We were all there in a bunch by that time, everybody making signs to everybody, whether anybody could understand or not. There was something about those two, with our little chap in the midst of them, that sort of loosened us all up. We all of us understood so thorough that we pretty near forgot the fire.

By then it had most died down anyhow, and somebody started to move back up-town.

"The hall, the hall!" says Mis' Toplady to us. "Have 'em all go up to the Post-office Hall. Spread it, spread it!"

We did spread it, to go up there and see what we could do for the burned-out folks, and incidentally finish the peace celebration.

Up there in Post-office Hall the lights were all on, just as we'd left them, and there was kind of a cozy feel of supper in the air.

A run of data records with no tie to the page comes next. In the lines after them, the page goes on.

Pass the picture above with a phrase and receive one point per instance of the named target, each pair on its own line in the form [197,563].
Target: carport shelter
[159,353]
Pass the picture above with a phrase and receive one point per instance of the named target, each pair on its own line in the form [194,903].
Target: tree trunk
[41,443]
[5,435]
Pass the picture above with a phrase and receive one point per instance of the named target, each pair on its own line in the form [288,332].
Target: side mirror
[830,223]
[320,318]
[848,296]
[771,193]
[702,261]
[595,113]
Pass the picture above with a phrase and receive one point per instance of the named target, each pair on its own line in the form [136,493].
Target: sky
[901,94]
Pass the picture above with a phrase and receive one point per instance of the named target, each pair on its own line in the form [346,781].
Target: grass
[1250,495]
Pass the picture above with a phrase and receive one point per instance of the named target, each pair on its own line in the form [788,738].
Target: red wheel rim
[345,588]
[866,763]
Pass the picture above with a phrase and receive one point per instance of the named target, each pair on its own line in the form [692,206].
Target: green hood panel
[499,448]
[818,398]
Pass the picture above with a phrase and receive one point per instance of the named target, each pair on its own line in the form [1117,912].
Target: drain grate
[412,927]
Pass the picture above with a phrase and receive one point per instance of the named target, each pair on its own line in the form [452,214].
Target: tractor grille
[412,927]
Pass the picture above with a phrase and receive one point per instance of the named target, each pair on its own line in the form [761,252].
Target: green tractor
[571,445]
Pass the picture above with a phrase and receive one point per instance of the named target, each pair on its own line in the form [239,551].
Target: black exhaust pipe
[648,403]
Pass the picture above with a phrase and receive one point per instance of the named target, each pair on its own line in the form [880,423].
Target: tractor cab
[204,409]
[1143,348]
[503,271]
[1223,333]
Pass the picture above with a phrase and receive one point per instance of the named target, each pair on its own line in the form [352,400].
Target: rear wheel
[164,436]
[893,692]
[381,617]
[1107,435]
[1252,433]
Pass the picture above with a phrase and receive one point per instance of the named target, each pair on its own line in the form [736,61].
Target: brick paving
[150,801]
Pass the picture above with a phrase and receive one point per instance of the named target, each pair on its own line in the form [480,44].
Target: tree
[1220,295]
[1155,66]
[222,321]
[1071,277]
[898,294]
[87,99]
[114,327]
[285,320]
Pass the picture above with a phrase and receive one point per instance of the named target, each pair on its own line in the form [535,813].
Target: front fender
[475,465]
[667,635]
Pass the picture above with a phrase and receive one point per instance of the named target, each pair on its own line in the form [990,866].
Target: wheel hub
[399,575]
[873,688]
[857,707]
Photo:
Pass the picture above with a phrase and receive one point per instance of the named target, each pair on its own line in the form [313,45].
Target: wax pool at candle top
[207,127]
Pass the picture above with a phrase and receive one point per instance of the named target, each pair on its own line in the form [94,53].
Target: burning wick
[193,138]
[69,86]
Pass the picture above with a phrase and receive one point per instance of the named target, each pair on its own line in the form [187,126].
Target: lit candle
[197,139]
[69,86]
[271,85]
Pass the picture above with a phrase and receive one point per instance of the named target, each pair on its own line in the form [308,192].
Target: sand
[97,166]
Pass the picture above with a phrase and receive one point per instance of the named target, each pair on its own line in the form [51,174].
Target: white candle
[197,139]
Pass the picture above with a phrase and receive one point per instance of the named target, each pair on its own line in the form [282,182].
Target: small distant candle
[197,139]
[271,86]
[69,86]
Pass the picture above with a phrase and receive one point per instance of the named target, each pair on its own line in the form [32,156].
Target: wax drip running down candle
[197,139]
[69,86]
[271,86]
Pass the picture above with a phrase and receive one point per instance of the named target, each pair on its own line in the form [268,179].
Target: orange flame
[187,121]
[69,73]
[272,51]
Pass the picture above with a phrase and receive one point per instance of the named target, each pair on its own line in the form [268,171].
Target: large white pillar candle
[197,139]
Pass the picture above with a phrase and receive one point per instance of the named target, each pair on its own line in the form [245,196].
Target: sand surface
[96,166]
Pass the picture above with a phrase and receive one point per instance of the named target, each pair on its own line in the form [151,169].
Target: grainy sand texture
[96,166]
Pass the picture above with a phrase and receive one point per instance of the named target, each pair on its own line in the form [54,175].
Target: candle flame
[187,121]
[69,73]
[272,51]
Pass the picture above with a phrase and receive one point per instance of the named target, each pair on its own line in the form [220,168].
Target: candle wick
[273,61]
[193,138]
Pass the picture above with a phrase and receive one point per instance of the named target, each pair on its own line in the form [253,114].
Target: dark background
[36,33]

"Look here," says Mis' Toplady, "there's quarts of coffee hot on the back of the stove and a whole mountain of sandwiches – "

"Let's," I says. And we all begun to do so.

We all begun to do so, and I begun to do something more. I'd learned quite a little from seeing them there in the hall and kitchen that afternoon, the Swensons and Poulakis and Amachis and the rest. And now here were these others, from the bunk cars, – big, beautiful eyes they had, and patient looks, and little bobbing curtsies, and white teeth when they smiled. I saw them now, trying to eat and behave the best they knew how, and back of them the Foreign booth, under the Foreign flag. And what I begun to have to do, was to get in over behind that Foreign Booth and wipe up my eyes a little.

Once I peeked out. And I happened to see the sheriff going by. He was needed, like Mis' Sykes told him he might be, but not the same, either. He was passing the sugar and cream.

What brought me out finally was what I heard Mis' Sykes saying:

"Ladies," says she, "let's us set her up there in the middle of the Foreign Booth, with her little boy in her lap. That'll be just the finishing foreign touch," says she, "to our booth."

So we covered a chair with foreign flags, promiscuous, and set her there. Awful pretty and serious she looked.

"If only we could talk to her," says Mis' Sykes, grieving. "Ladies, any of you know any foreign sentences?"

All any of us could get together was terra cotton and delirium tremens. So we left it go, and just stood and looked at her, and smiled at her, and clucked at the little boy, and at all her little folks that come around her in the booth, under the different flags.

"We'll call her Democracy!" says Marne Holcomb, that often blazes up before the match is lit. "Why not call her the Spirit of Democracy, in the newspaper write-up?"

With that Mis' Sykes kind of stopped winking and breathing, in a way she has.

"My land," she says, "but s'pose he's an enemy baby and she's his enemy ma?"